Ob die Nachtragsverteilung angeordnet werden kann, hängt davon ab, ob der Anspruch des Schuldners in die Insolvenzmasse fällt, was nach § 35 insofern dann der Fall ist, wenn der Anspruch dem Schuldner „gehört“.
„Gehören“ heißt in diesem Zusammenhang „dem Rechte nach zustehen“. Entscheidend ist, dass zum Entstehen der Forderung bereits so viele Erfordernisse erfüllt sind, dass die Vollendung der Forderung nicht mehr von einem willensgesteuerten Verhalten des Schuldners abhängt. Bei einer Direktversicherung kommt es dabei auf die versicherungsvertraglichen Regelungen an. Also auf die Frage, wie das Bezugsrecht ausgestaltet ist. Der BGH nahm das Fall zum Anlass, die dabei möglichen Konstellationen durchzudeklinieren.
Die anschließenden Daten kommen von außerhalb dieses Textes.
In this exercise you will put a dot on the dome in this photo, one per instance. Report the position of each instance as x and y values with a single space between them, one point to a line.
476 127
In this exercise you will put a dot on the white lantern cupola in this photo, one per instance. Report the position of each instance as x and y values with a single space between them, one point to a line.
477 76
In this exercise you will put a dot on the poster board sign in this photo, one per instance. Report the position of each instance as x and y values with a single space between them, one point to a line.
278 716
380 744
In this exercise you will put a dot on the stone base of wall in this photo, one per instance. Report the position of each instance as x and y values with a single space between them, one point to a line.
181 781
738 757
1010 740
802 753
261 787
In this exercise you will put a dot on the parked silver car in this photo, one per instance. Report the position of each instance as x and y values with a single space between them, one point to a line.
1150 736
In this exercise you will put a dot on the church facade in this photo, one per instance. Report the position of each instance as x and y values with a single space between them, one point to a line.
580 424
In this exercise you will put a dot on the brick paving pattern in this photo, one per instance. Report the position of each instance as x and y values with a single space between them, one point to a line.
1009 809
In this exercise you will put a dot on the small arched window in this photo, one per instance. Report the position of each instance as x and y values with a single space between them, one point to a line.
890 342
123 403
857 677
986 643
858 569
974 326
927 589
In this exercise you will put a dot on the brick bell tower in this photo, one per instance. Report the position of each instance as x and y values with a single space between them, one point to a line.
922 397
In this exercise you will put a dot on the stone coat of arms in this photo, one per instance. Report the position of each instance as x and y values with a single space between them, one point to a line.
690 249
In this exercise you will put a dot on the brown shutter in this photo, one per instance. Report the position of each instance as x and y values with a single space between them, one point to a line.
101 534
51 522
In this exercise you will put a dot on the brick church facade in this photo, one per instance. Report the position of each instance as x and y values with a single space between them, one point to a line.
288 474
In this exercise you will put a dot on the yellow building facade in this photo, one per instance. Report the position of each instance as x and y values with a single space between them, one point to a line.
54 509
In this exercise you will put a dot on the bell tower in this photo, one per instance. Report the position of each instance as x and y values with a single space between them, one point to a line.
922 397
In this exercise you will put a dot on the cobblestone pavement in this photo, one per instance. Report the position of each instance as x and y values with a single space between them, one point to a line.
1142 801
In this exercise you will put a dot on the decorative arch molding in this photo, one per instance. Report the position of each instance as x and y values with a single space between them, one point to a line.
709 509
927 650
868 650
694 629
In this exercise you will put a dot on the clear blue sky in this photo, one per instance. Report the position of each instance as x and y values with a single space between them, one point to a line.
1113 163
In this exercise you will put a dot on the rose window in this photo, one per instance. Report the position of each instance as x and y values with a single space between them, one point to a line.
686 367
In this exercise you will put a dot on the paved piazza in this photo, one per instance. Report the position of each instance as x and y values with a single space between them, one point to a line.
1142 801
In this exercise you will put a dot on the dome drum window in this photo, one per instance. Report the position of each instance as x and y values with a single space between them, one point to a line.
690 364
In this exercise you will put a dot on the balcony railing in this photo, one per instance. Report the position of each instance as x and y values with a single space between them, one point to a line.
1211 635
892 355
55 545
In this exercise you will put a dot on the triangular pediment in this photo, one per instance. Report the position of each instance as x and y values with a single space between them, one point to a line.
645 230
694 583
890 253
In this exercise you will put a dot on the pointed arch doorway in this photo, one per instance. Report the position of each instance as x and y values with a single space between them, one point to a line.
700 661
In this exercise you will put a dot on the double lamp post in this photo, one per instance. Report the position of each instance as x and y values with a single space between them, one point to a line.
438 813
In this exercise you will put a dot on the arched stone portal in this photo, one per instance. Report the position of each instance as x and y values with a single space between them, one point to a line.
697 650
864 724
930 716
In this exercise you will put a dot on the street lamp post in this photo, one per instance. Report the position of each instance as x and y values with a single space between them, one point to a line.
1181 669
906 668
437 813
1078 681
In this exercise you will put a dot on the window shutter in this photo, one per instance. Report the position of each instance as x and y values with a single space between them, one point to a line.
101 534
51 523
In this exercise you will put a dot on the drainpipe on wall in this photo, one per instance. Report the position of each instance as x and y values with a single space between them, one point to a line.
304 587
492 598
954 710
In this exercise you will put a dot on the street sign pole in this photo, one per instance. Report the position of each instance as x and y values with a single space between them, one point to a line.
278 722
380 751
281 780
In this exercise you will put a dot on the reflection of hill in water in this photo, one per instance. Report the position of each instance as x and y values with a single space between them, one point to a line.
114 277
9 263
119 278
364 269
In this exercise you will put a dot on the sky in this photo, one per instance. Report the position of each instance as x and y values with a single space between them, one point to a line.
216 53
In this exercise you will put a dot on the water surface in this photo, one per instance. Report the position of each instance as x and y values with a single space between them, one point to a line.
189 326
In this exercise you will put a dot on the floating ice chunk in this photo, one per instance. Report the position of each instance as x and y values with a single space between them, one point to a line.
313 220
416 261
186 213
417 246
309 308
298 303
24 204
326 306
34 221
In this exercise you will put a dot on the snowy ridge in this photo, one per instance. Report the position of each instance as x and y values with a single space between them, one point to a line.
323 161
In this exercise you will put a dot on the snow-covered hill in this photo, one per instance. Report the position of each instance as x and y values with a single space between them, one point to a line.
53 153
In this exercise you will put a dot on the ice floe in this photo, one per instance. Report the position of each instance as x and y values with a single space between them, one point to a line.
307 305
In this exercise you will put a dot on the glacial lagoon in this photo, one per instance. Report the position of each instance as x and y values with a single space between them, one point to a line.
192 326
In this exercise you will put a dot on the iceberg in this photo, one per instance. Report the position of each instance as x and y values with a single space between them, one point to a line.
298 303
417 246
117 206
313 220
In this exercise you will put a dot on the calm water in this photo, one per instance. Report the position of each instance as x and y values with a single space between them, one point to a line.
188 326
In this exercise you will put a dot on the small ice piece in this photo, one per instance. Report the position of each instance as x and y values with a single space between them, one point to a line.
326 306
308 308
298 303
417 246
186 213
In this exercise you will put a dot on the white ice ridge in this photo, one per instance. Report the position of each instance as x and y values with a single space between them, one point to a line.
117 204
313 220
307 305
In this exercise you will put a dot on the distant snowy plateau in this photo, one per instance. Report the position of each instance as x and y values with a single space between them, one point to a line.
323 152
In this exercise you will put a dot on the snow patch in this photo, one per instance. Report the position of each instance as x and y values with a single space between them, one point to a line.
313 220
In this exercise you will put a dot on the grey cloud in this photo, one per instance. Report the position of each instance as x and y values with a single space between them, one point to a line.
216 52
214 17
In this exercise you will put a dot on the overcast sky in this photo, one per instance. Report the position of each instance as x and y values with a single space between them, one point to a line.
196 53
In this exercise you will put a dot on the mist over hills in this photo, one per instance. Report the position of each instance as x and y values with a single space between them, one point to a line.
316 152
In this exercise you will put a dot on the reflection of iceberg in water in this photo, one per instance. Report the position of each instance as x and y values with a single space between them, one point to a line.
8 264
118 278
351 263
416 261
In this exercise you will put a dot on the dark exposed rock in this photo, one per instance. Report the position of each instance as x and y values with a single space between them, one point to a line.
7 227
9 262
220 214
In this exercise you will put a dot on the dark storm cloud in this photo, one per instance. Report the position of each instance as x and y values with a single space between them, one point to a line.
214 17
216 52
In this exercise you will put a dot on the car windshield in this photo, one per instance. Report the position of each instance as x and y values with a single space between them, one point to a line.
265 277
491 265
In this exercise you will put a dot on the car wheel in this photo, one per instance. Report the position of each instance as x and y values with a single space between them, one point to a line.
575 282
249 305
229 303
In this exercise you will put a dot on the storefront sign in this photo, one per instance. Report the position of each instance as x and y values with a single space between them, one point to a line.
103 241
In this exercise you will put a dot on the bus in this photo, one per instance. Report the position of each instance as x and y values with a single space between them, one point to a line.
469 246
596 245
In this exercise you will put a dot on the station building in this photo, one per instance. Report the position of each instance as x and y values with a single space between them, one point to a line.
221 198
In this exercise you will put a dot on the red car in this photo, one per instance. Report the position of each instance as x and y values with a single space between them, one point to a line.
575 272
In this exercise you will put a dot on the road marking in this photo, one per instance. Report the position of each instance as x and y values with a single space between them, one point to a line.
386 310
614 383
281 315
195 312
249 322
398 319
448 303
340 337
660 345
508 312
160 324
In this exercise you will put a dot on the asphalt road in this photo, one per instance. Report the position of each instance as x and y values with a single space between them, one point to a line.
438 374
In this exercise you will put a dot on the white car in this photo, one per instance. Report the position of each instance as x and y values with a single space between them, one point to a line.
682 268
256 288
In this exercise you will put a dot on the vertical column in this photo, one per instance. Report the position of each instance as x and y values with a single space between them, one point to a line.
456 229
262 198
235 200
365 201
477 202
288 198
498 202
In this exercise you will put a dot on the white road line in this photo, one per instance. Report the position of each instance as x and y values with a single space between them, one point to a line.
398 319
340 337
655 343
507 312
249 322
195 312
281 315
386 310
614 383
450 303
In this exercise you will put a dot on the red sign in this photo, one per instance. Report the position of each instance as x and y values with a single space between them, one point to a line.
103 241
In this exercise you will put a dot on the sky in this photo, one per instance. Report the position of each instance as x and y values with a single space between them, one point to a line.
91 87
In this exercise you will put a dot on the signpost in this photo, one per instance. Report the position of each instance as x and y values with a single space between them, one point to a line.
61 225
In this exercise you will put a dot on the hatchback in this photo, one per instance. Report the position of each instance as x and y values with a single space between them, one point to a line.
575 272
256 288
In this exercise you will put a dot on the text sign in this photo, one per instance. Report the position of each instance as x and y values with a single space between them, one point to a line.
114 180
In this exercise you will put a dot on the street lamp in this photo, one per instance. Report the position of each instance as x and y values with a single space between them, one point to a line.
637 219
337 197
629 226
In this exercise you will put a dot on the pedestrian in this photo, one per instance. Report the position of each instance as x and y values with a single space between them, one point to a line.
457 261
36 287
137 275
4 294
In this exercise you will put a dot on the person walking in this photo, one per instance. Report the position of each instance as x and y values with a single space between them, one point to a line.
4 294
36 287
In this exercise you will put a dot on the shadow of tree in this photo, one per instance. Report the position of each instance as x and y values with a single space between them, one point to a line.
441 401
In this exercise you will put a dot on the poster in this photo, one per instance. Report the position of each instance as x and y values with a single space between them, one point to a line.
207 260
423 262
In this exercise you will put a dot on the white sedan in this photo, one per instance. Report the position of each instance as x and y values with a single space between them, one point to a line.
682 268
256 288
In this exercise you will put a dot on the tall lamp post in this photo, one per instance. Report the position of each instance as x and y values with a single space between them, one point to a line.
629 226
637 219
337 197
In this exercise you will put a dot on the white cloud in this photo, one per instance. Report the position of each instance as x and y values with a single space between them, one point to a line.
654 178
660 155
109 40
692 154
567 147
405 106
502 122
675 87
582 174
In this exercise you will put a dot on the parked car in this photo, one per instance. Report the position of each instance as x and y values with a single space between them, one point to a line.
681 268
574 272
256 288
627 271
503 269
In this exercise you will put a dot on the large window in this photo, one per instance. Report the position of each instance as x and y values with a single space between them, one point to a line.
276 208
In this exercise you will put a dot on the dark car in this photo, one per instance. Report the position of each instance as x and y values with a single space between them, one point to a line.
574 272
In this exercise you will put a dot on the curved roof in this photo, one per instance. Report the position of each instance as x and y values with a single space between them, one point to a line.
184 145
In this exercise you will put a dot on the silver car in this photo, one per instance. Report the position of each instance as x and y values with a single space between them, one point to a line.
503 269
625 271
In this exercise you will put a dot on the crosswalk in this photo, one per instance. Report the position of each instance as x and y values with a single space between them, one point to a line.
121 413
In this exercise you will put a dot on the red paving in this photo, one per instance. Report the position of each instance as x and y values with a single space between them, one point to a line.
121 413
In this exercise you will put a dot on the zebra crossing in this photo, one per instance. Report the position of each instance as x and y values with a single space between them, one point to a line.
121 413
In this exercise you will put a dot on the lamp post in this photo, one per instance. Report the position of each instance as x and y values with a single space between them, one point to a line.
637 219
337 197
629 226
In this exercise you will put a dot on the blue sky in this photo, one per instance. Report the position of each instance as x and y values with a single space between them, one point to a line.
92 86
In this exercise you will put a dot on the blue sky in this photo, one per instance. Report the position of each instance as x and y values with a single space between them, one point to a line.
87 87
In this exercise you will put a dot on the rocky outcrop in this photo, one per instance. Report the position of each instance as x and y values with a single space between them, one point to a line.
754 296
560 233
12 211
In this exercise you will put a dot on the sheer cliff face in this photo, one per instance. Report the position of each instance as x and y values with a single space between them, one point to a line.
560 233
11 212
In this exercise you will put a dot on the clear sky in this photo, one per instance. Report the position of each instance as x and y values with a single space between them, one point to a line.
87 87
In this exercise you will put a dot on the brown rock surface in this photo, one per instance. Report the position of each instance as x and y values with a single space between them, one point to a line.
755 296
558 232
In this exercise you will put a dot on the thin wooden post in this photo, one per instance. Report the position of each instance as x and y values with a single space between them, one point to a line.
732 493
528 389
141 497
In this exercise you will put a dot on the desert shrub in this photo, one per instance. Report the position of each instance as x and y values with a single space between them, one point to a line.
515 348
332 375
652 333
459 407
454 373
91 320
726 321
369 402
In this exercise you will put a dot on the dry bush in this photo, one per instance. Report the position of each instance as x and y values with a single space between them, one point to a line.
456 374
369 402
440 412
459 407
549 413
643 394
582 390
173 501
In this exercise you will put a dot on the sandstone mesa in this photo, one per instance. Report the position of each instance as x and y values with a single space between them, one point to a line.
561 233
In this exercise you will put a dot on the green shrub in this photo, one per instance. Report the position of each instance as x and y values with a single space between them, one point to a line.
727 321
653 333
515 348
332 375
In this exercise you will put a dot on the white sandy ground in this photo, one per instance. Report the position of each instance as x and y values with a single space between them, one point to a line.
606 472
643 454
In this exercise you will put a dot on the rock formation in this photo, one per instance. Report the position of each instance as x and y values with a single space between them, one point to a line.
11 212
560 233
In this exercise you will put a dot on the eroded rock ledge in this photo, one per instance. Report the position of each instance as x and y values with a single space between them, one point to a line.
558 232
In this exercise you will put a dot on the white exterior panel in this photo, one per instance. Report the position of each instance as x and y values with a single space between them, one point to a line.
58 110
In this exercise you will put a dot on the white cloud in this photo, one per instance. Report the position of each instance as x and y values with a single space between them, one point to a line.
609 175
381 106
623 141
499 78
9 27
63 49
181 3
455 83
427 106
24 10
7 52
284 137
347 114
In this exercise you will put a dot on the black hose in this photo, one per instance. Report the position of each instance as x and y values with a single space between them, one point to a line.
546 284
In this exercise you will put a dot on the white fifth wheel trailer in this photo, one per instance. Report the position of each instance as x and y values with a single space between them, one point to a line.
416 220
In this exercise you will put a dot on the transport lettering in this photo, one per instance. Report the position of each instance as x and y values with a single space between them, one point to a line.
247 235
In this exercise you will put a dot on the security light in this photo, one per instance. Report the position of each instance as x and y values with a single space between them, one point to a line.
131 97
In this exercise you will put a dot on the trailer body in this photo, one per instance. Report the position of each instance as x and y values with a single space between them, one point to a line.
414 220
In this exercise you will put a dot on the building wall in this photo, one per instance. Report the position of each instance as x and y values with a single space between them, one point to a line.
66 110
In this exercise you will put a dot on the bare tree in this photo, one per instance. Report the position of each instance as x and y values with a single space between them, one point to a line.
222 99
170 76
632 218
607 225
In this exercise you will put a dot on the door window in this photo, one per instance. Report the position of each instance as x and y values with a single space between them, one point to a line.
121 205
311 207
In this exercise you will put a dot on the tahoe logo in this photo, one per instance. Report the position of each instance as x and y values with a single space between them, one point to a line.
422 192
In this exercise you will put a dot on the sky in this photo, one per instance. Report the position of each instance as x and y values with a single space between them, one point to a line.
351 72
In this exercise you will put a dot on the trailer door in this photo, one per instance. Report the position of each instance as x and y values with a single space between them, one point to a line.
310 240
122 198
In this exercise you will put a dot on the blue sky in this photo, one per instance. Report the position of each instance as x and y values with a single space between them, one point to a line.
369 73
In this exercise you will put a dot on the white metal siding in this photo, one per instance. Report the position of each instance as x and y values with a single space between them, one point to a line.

Entscheidend für die Frage, ob der Gläubiger auf die zukünftige Leistung aus der Direktversicherung zugreifen kann, ist also die Ausgestaltung der versicherungsrechtlichen Ebene.
Das BetrAVG schützt „nur“ in der Anwartschaftsphase
Die Schutzvorschriften des BetrAVG stehen der Anordnung der Nachtragsverteilung der künftigen Versicherungsleistung nicht entgegen. Hier muss zwischen der Anwartschaftsphase und der Leistungsphase unterschieden werden. In der Anwartschaftsphase gelten die Verfügungsbeschränkungen des § 2 Abs. 2 S. 4 BetrAVG und führen zwar zur Unpfändbarkeit. Dies gilt allerdings nur vor Eintritt des Versicherungsfalls. Der Gesetzeszweck des § 2 Abs. 2 S. 4 BetrAVG schützt das Altersvermögen nur in der Anwartschaftsphase.
Folge: Der Gläubiger kann im Wege der Pfändung auf die mit Eintritt des Versicherungsfalls fälligen Forderungen zugreifen (getrennt zu sehender Anspruch).
In der Leistungsphase gelten die Pfändungsschutzvorschriften (§ 850c ZPO für Rentenleistungen; § 850i ZPO für Kapitalleistungen).
Fazit: Insolvenzverwalter werden zukünftig verstärkt auf die Anordnung der Nachtragsverteilung drängen. Versicherer werden darauf vermehrt mit der Hinterlegung reagieren. Denn zahlt ein Versicherer an den „Falschen“ aus, bewirkt das keine Leistungsbefreiung. D.h. der Versicherer zahlt zweimal.